MAHKEMESİ : KDZ.Ereğli 1. Sulh Hukuk Mahkemesi
TARİHİ : 12/02/2013
NUMARASI : 2011/1035-2013/133

Davacı vekili tarafından, davalı aleyhine 03.11.2010 gününde verilen dilekçe ile elatmanın önlenmesi istenmesi üzerine yapılan duruşma sonunda; davanın kabulüne dair verilen 12.02.2013 günlü hükmün Yargıtayca incelenmesi davalı vekili tarafından istenilmekle süresinde olduğu anlaşılan temyiz dilekçesinin kabulüne karar verildikten sonra dosya ve içerisindeki bütün kağıtlar incelenerek gereği düşünüldü:

_K A R A R_

Dava, komşuluk hukukundan kaynaklanan elatmanın önlenmesi isteğine ilişkindir.
Davacı 1.. ada .. parsel sayılı taşınmazın maliki olduğunu, komşu 1.. ada .. parsel maliki olan davalnın taşınmazının sınırına bina inşa etmek için yaptığı kazı çalışması nedeni ile zemin yapısının bozulduğunu kayma olduğunu belirterek komşluk hukukuna aykırılığın giderilmesini istemiştir.
Davalı, davanın reddini savunmuştur.
Mahkemece, davanın kabulü ile 110 ada 3 ve 4 parseller arasında bulunan duvara davalının müdahalesinin önlenmesine karar verilmiştir.
Hükmü davalı vekili temiyiz etmiştir.
TMK m. 683’teki “Bir şeye malik olan kimse, hukuk düzeninin sınırları içinde, o şey üzerinde dilediği gibi kullanma, yararlanma ve tasarrufta bulunma yetkisine sahiptir. Malik, malını haksız olarak elinde bulunduran kimseye karşı istihkak davası açabileceği gibi, her türlü haksız elatmanın önlenmesini de dava edebilir” hükmü ile mülkiyet hakkının kanunla toplum yararına kısıtlanabileceği temel ilke olarak kabul edilmiştir. Aynı maddenin ikinci fıkrasında, mülkiyet hakkının nasıl korunacağı hükme bağlanmış, 730 ve 737. maddeleriyle de taşınmaz malikinin başkalarına zarar vermesinin önlenmesi hedeflenmiştir.
Yapma, kaçınma, katlanma olarak özetlenebilecek bu sınırlamaların önemli bir bölümü TMK’nın “komşu hakkı” başlığı altında, 737 ile 750. maddelerinde düzenlenmiş, 751 ile 761. maddelerinde de yine malikin yapması ve katlanması gereken hususlar belirtilmiştir.
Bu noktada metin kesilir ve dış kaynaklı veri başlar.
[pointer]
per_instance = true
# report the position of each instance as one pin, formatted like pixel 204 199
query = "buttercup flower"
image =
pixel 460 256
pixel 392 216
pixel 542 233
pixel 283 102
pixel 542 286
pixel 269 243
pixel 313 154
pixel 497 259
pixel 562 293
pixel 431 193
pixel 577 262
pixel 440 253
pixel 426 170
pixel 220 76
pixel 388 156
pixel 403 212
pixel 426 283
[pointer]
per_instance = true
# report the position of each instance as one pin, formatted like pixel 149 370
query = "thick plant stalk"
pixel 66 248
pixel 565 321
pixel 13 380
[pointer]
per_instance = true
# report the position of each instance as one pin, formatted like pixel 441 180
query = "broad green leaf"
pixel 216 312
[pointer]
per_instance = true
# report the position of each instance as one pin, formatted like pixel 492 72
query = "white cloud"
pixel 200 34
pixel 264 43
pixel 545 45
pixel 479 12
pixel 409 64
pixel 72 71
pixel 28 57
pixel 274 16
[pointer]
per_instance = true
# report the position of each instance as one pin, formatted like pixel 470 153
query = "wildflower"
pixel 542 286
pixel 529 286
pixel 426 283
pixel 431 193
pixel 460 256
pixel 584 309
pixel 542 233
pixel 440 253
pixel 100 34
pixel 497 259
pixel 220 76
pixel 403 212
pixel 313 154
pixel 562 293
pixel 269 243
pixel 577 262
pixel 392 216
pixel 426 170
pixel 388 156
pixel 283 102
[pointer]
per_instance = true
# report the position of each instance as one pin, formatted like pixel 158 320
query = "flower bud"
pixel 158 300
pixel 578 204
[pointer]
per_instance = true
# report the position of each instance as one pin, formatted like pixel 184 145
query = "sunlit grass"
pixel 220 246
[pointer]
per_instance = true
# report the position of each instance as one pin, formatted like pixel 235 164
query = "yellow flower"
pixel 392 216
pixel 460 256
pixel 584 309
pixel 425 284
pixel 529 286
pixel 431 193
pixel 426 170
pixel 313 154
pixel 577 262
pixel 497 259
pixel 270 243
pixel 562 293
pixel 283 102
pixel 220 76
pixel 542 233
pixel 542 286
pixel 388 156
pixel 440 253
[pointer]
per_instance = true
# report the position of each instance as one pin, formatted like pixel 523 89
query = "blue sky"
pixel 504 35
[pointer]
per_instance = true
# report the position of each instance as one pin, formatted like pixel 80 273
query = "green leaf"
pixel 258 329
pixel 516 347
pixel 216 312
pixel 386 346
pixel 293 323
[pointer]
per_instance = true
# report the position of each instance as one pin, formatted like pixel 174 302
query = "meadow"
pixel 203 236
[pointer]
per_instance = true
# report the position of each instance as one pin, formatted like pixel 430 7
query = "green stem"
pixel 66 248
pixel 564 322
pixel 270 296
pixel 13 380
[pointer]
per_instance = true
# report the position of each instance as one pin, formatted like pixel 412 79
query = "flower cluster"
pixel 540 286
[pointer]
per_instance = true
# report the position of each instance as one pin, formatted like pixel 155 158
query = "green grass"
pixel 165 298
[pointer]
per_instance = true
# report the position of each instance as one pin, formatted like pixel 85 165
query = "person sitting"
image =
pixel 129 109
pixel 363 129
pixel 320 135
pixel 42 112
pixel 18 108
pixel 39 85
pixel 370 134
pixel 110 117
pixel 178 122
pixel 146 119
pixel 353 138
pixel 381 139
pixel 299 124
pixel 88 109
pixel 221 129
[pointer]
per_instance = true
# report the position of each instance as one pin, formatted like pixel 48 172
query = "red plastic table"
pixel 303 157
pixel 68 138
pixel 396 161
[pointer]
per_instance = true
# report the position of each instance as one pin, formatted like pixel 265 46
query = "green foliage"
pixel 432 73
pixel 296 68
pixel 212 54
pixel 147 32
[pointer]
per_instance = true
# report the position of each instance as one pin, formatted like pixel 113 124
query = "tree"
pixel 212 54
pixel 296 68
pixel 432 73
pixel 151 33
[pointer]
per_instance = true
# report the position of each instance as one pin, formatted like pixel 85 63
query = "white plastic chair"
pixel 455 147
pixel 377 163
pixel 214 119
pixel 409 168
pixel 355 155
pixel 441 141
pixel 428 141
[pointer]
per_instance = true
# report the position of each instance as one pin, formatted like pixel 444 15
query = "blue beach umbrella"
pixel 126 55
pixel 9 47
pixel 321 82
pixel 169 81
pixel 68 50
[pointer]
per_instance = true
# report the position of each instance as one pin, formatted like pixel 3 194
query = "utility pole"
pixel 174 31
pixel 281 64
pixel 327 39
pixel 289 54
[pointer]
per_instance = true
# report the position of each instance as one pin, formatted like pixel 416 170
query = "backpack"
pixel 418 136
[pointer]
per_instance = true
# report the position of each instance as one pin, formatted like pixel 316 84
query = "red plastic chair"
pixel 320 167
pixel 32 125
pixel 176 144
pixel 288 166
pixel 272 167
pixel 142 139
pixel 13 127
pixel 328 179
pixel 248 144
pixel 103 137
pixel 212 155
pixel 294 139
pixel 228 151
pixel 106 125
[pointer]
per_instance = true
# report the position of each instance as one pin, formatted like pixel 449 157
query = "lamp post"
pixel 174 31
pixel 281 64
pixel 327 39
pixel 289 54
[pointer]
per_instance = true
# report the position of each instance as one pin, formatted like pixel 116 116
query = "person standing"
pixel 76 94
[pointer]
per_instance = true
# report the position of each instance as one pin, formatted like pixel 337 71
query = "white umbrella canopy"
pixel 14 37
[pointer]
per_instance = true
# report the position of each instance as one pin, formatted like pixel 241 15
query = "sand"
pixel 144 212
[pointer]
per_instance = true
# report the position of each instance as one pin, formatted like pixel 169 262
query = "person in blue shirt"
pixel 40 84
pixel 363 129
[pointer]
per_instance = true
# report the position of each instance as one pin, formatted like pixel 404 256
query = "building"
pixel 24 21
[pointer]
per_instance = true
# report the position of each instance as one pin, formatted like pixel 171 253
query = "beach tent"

“Kazı ve Yapılar” başlıklı TMK’nın 738. maddesi gereğince; malik kazı ve yapı yaparken komşu taşınmazlara onların topraklarını sarsmak veya tehlikeye düşürmek ya da üzerindeki tesisleri etkilemek suretiyle zarar vermekten kaçınmak zorundadır. Yine aynı yasanın 749. maddesi gereğince sınırlıklar üzerinde paylı mülkiyete ilişkin hükümler saklı kalmak üzere; her arazi maliki, taşınmazının sınırının çit veya duvar gibi sınırlıklarla çevrilmesi için yapılan giderleri karşılar.
Elatmanın önlenmesi davası açılabilmesi için kural olarak zararın doğmuş olması gerekir. İleride zarar doğacağından bahisle dava açılamayacağından bu şekilde açılan davalar reddedilmelidir. Ancak, istisnai durumlarda, henüz zarar doğmadığı halde, yakın gelecekte zarar doğacağı pek muhtemel veya muhakkak ise, davacıya zarar tehlikesinin önlenmesi davasını açma hakkı tanınmalı, zararın doğması beklenmemelidir.
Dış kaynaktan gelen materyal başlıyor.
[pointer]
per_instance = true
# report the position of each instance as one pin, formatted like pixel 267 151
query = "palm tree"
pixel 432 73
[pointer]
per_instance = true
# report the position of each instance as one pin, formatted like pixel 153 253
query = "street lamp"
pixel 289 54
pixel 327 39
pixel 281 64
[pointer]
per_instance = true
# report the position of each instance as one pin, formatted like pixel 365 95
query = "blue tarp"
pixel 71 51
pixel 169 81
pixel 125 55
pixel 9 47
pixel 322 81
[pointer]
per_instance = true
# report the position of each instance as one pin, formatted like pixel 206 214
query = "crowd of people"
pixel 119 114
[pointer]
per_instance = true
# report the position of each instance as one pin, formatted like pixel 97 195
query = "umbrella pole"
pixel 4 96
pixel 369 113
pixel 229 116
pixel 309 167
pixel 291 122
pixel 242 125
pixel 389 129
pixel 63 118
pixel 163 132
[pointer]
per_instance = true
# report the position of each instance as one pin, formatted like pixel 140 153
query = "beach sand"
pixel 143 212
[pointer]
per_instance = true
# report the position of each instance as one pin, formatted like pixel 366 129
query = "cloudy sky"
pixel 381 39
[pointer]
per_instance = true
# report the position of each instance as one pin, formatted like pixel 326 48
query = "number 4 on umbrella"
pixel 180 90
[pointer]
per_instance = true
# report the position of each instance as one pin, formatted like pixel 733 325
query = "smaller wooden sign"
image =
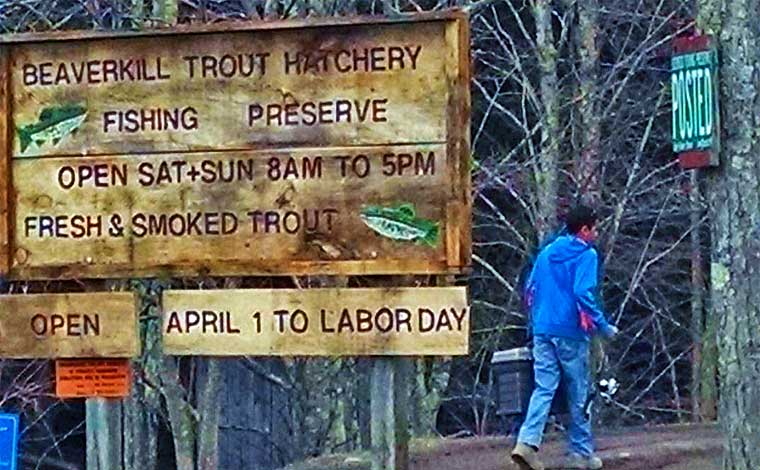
pixel 317 322
pixel 77 378
pixel 49 326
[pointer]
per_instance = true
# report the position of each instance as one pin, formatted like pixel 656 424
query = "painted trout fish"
pixel 400 223
pixel 54 124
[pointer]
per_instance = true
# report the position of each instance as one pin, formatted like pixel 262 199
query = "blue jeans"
pixel 555 357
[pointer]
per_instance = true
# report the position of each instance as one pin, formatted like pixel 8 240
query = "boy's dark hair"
pixel 580 216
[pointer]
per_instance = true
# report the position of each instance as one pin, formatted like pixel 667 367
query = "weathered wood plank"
pixel 182 29
pixel 356 85
pixel 334 322
pixel 169 213
pixel 5 157
pixel 68 325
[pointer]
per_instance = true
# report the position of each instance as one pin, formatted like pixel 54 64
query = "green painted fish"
pixel 54 124
pixel 400 223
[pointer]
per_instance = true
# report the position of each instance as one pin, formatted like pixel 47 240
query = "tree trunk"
pixel 735 213
pixel 546 168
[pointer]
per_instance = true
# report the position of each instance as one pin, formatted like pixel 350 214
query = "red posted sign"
pixel 76 378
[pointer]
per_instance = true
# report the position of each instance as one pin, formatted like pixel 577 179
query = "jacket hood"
pixel 567 248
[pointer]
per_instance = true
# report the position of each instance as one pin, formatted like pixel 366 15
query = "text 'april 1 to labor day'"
pixel 239 66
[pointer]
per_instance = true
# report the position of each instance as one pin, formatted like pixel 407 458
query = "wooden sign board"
pixel 317 322
pixel 68 325
pixel 85 378
pixel 337 147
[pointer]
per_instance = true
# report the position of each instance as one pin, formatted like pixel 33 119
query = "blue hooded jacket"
pixel 561 284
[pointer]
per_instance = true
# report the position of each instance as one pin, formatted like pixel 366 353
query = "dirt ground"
pixel 665 448
pixel 651 448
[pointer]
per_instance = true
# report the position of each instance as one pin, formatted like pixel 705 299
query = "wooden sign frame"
pixel 441 243
pixel 687 45
pixel 387 321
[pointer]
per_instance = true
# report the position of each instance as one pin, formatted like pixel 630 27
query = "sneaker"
pixel 526 457
pixel 577 461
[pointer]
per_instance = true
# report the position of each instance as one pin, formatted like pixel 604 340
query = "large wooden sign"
pixel 339 147
pixel 68 325
pixel 324 322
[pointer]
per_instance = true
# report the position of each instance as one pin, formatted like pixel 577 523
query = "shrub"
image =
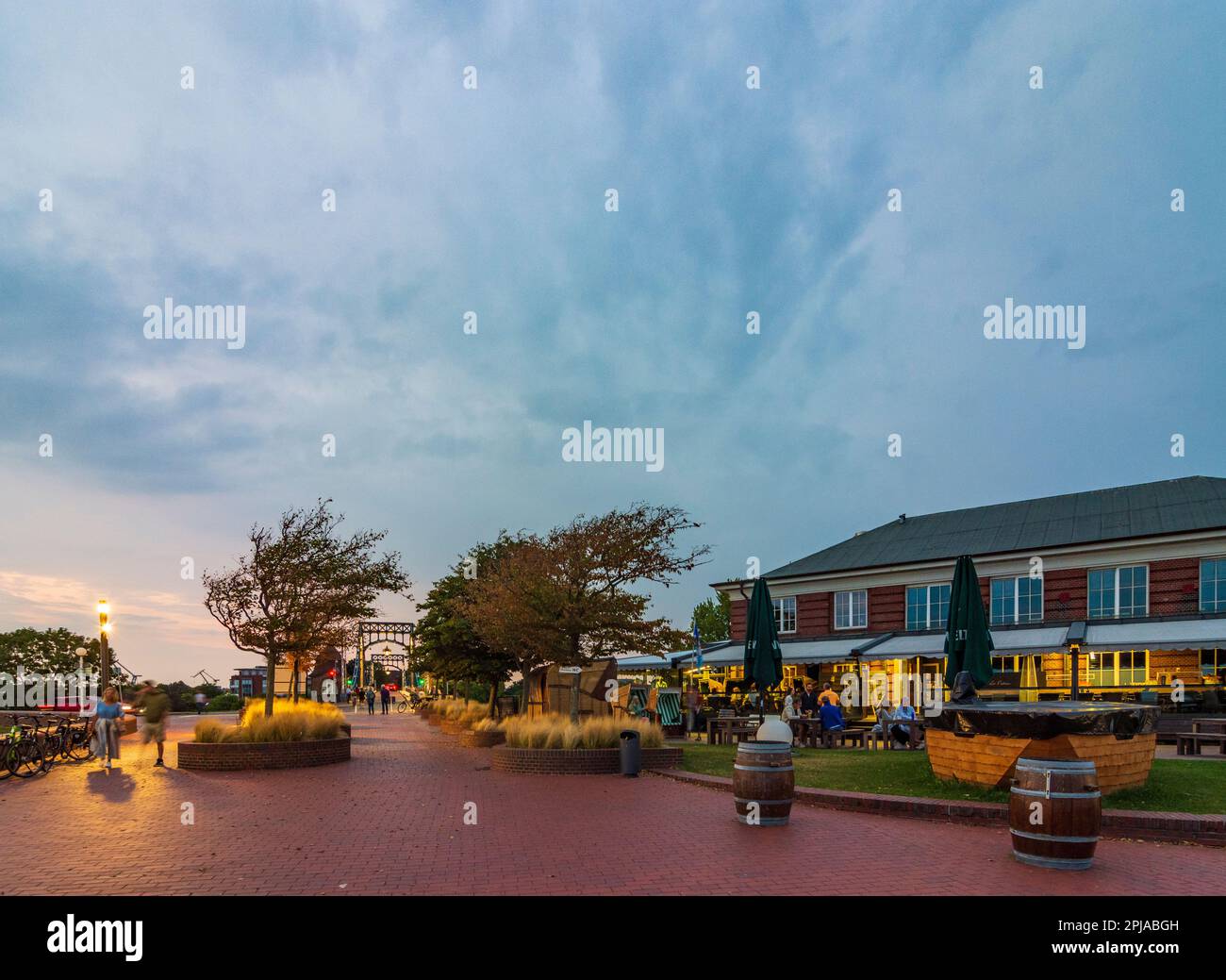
pixel 289 723
pixel 555 731
pixel 224 703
Mahkemece yapılacak araştırmalarda somut olayın özelliği, komşu taşınmazların yerleri, nitelikleri, konumları, kullanma amaçları göz önünde tutularak, normal bir insanın hoşgörü ve tahammül sınırlarını aşan bir elatmanın bulunup bulunmadığı tespit edilmelidir. Davacının sübjektif ve aşırı duyarlılığı ile değil, objektif her normal insanın duyarlılığına göre elatmaya katlanıp katlanamayacağı araştırılmalı; sonuçta katlanılabilir, hoşgörü sınırlarını aşan bir zarar veya elatmanın varlığı tespit edildiği takdirde mülkiyet hakkının taşkın olarak kullanıldığı sonucuna varılmalıdır.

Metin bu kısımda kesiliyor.